Melis Ada doğduktan sonra tekrar kanser şüphesiyle doktora gittiğini anlatan Terzi, “Yapılan tetkikler sonucunda korkulacak bir durum olmadığını öğrendim. Artık yaşamak için çok büyük bir sebebim vardı. İlerleyen yıllarda kızıma bir kardeş için mutlaka yine Ankara’ya Berfu hocaya gideceğim, hâlâ saklanan embriyolarım var” diye konuştu.
Dondurulmuş embriyo transferi
Prof. Dr. Berfu Demir ise, süreci şöyle anlattı:
“Hodgkin lenfoma tanısı alan ve takiben tedavi sürecini kür sağlayarak tamamlayan çifti değerlendirdim, sonrasında hematolojiden tüp bebek tedavi sürecine ve gebe kalmasına engel bir problem olmadığının uygunluğunu aldık. Kaliteli blast aşamasında beş embriyo geliştirip dondurarak tedavi sürecinin ilk aşamasını tamamladık. Dondurulmuş embriyo transferi sonrasında gebe kalan hastamız, sağlıkla kızına kavuştu.”
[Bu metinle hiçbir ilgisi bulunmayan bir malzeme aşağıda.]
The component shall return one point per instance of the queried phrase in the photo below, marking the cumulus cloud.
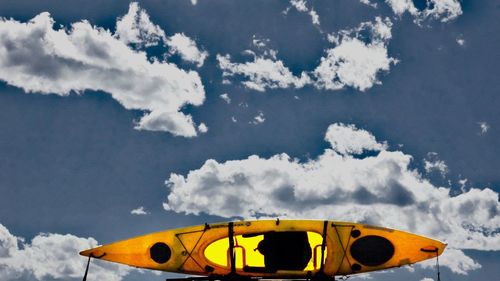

Yaprak Terzi’nin kanser tedavisi sürecinin çok hızlı ilerletilmesi gerektiği için yumurtalarının dondurulması şansının ortadan kalktığını söyleyen Demir, “Kanser tedavisi sürecinde her hastamız bu şekilde şanslı olmayabilir. Kemoterapi, radyoterapi veya cerrahi operasyon öncesinde hem kadın hem de erkek için gamet hücrelerinin dondurulması, devamında üreme şansını sağlamak için önemli ve gerekli bir seçenektir. Yumurta hücrelerinin elde edilme süresi 2-3 haftada tamamlanabilmektedir” diye konuştu.